Voilà ce qu'il convient de faire politiquement dans l'immédiat. Mais si nous songeons à une réforme idéale de l'organisation sociale, qui conduirait à éviter la prostitution forcée, que ce soit pas la misère ou la violence, tout en assurant à chacun d'entre nous un épanouissement sexuel généralisé, c'est en dehors du schéma libéral qu'il faut le chercher.
Si nous disons que l'interdiction de la prostitution dans une société libérale, au nom d'une morale bourgeoise trompeuse, n'est pas cohérente, nous ne considérons pas cette situation comme la meilleure qui soit pour autant. Pour prendre le féminisme bourgeois au mot, dans sa condamnation de la misère humaine par le travail du sexe, comme par le paupérisme en général, il faut envisager une organisation sociale dans laquelle plus personne ne serait obligé d'exercer une activité économique et financière pour assurer sa seule subsistance, mais où le travail serait une forme d'épanouissement de soi, ce qui conduirait à la fois à rendre impossible la prostitution qui ne serait explicable que par la facilité de gagner beaucoup d'argent en un temps record (ce qui semble être tout-de-même le plus souvent le cas, sauf à envisager le cas de celles et ceux qui y prennent un réel plaisir -voir à ce sujet aussi bien les témoignages de C. Millet et C. Robbe-Grillet, ainsi que les théories de Fourier sur la spécialisation des tâches dans l'activité sexuelle), qui envisage sérieusement, en concevant une société où le niveau des richesse serait tel, que peu de gens pourrait se permettre de payer beaucoup pour avoir du sexe, suscitant ainsi la tentation chez certains de faire commerce de leur corps. Cela s'inscrirait dans le cadre plus général de traitement du paupérisme, en permettant à chacun d'avoir un travail décent et rémunérateur, ce que ne soucie pas de faire la bourgeoisie, qui ne fait que traiter les nuisances pour elle-même du paupérisme, sans se soucier d'améliorer le sort des pauvres, par exemple en forçant les entreprises à embaucher, ou en créant un droit au travail effectif.

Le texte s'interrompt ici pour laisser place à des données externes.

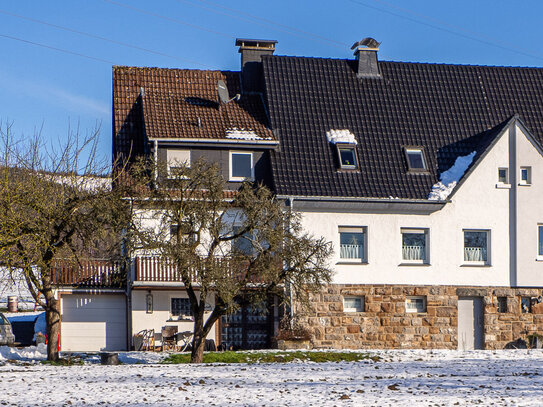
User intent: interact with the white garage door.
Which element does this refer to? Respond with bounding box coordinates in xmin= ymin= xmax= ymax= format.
xmin=60 ymin=294 xmax=126 ymax=352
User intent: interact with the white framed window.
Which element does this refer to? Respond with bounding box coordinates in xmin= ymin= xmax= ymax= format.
xmin=343 ymin=296 xmax=364 ymax=312
xmin=464 ymin=229 xmax=490 ymax=265
xmin=405 ymin=147 xmax=428 ymax=171
xmin=405 ymin=296 xmax=426 ymax=313
xmin=170 ymin=297 xmax=192 ymax=317
xmin=519 ymin=167 xmax=532 ymax=185
xmin=336 ymin=143 xmax=358 ymax=170
xmin=166 ymin=149 xmax=191 ymax=178
xmin=339 ymin=226 xmax=366 ymax=262
xmin=229 ymin=151 xmax=255 ymax=181
xmin=401 ymin=228 xmax=429 ymax=264
xmin=498 ymin=168 xmax=509 ymax=184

Dès lors, s'il devait encore y avoir des travailleurs du sexe, ce serait à titre de métier parmi d'autres, qui ne serait pas rémunéré davantage que les autres (en tous cas à un niveau comparable). Il n'y aurait plus de morale condamnant cette pratique, car celle-ci deviendrait une spécialisation professionnelle parmi d'autres, avec des formations appropriées, un peu comme le métier de mannequin ou d'infirmière, de nos jours : un mixte des deux, en quelque sorte (fraicheur de la chair, et expertise dans le soin de l'autre). La profession actuelle de masseur spécialisé dans les massages sexuels serait la plus proche, ou encore celle de geisha, comme on le voit au Japon.

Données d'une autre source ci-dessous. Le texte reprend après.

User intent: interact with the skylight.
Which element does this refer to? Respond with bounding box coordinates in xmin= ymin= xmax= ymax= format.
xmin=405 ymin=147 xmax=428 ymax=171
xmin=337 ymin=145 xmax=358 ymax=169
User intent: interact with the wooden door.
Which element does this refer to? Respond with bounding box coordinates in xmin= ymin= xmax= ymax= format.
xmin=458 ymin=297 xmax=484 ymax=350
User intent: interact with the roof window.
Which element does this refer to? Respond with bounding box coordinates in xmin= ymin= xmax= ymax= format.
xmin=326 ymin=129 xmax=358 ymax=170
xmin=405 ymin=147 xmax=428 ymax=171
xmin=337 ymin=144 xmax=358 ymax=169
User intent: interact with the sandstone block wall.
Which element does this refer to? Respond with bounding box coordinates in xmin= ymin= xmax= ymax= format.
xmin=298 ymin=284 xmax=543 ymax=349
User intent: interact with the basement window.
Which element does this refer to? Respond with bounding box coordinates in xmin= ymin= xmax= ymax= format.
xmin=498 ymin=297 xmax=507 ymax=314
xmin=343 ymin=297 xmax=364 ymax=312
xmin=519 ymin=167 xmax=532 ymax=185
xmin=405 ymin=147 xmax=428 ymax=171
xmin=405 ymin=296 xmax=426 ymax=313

Un service public du sexe serait alors envisageable, et c'est à la deuxième exigence que nous pouvons en venir alors, puisque la possibilité d'un épanouissement sexuel pour tous serait réalisable. Les Pays-Bas et l'existence des prostituées payées par l'Etat à destination des handicapés en a montré le chemin. Il n'y a qu'un pas à faire pour que ce service soit généralisé à tous. La différence viendrait du fait que ce service ne serait plus assuré par des professionnelles privées payées par l'Etat, mais par des fonctionnaires payées pour ce métier. Ce serait l'ultime aboutissement de la politique réglementariste, telle qu'en avait rêvé Restif de la Bretonne. Des bordels publics, pour que personne ne soit exploité sexuellement par l'argent des riches en exerçant une activité qui lui répugne, mais que l'on fait pour gagner rapidement beaucoup d'argent; et des hommes qui trouvent une satisfaction sexuelle assurée chez des femmes disponibles. De cette façon, on serait certain que les prostituées aimeraient leur métier, parce qu'elles auraient ainsi de réelles affinités avec lui, et non pas un simple appétit de l'argent plus développé que chez d'autres. On réhabiliterait une pratique qu'aucune morale hypocrite ne condamnerait plus, tout en éliminant la frustrations des solitaires et célibataires, qui observent le bonheur des autres (les couples amoureux) avec envie sans pouvoir partager leur bonheur.